Question marks surround the placement of at least three Asian filmmakers in the official selection: the Philippines’ Brillante Mendoza, China’s Lou Ye and Thailand’s Pen-ek Ratanaruang. Competition regular Mendoza will be back at the festival with his jungle-set drama “Prey,” starring Isabelle Huppert as a woman abducted by the Islamist separatist group Abu Sayyaf.
Lou, who vied for the Palme with “Summer Palace” and “Spring Fever,” could do so again with “Love and Bruises,” a Chinese-French co-production. Ratanaruang (“Nymph,” “Ploy”) could make another appearance with his noirish thriller “Headshot,” though the unfinished film has yet to be screened.
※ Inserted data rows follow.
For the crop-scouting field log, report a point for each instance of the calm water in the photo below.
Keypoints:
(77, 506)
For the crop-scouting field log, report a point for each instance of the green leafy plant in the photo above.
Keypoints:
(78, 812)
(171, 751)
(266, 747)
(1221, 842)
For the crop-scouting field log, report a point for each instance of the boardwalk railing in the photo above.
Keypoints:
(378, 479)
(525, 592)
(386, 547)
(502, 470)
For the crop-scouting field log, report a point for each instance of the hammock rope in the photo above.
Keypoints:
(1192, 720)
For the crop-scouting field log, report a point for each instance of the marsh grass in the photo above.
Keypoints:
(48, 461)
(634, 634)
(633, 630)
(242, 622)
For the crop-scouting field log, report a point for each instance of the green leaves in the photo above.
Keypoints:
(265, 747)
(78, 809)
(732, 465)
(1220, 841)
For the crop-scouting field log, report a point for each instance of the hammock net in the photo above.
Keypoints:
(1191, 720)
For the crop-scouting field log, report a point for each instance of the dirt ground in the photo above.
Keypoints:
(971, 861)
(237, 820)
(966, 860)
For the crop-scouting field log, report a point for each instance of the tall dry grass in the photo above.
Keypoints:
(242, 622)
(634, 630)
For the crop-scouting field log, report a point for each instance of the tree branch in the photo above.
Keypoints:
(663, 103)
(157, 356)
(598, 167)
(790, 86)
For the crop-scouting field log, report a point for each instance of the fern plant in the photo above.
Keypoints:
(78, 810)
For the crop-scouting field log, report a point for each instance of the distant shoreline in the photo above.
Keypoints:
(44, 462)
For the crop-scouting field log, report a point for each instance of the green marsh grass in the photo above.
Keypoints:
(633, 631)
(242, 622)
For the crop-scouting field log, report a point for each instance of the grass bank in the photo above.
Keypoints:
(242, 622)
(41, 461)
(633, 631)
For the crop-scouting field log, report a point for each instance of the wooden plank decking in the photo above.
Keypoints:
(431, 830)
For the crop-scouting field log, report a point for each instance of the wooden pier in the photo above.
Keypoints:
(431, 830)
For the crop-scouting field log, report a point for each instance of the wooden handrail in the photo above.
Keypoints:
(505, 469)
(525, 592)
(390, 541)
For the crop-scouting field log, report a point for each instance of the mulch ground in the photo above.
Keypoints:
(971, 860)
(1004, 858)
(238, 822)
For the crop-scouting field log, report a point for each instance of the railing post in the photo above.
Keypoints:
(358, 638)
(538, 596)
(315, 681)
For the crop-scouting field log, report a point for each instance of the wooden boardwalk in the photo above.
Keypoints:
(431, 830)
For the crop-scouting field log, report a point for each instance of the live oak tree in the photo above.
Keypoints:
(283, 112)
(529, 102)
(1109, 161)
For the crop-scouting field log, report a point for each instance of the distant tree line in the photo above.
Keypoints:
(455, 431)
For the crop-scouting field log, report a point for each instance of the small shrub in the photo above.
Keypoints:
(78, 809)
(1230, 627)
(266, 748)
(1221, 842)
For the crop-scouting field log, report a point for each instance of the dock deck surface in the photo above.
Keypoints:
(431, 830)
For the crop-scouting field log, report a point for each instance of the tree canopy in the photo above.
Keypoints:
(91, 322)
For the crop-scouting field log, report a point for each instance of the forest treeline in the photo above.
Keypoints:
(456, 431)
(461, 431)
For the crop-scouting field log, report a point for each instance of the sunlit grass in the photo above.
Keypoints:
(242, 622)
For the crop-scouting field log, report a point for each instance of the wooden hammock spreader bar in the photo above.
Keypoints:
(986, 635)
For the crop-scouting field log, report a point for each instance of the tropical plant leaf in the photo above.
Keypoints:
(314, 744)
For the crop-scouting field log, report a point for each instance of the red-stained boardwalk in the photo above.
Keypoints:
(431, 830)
South Korean helmer Na Hong-jin, whose serial-killer thriller “The Chaser” was a midnight-screening hit at Cannes in 2008, looks to repeat the same trick with his sophomore feature, “The Yellow Sea.” Actioner has done boffo biz at home since it opened Dec. 22.
Two directors whose previous pics played Un Certain Regard in 2008 again look likely to be accommodated in the official selection: U.S. helmer Antonio Campos (“Afterschool”) with his sophomore feature, “Simon Killer,” and Swedish filmmaker Ruben Ostlund (“Involuntary”) with his third feature, “Play.”
The time that remains before Thursday’s lineup announcement will largely be devoted to sifting through the many available French titles. While many have yet to be screened, such as Christophe Honore’s “The Beloved,” at least one Gallic entry seems a likelier bet for Un Certain Regard than for the competition: “Chicken With Plums,” Marjane Satrapi and Vincent Paronnaud’s live-action follow-up to their animated 2007 jury prize winner “Persepolis.”
A strong push is also being mounted to find a Cannes berth for social satire “Polisse,” the third feature from French actress-helmer Maiwenn Le Besco.
As previously announced, Woody Allen’s “Midnight in Paris” will open Cannes on May 11. Fest runs until May 22.
(Nick Holdsworth in Moscow, Leslie Felperin in the U.K. and Boyd van Hoeij in Luxembourg contributed to this report.)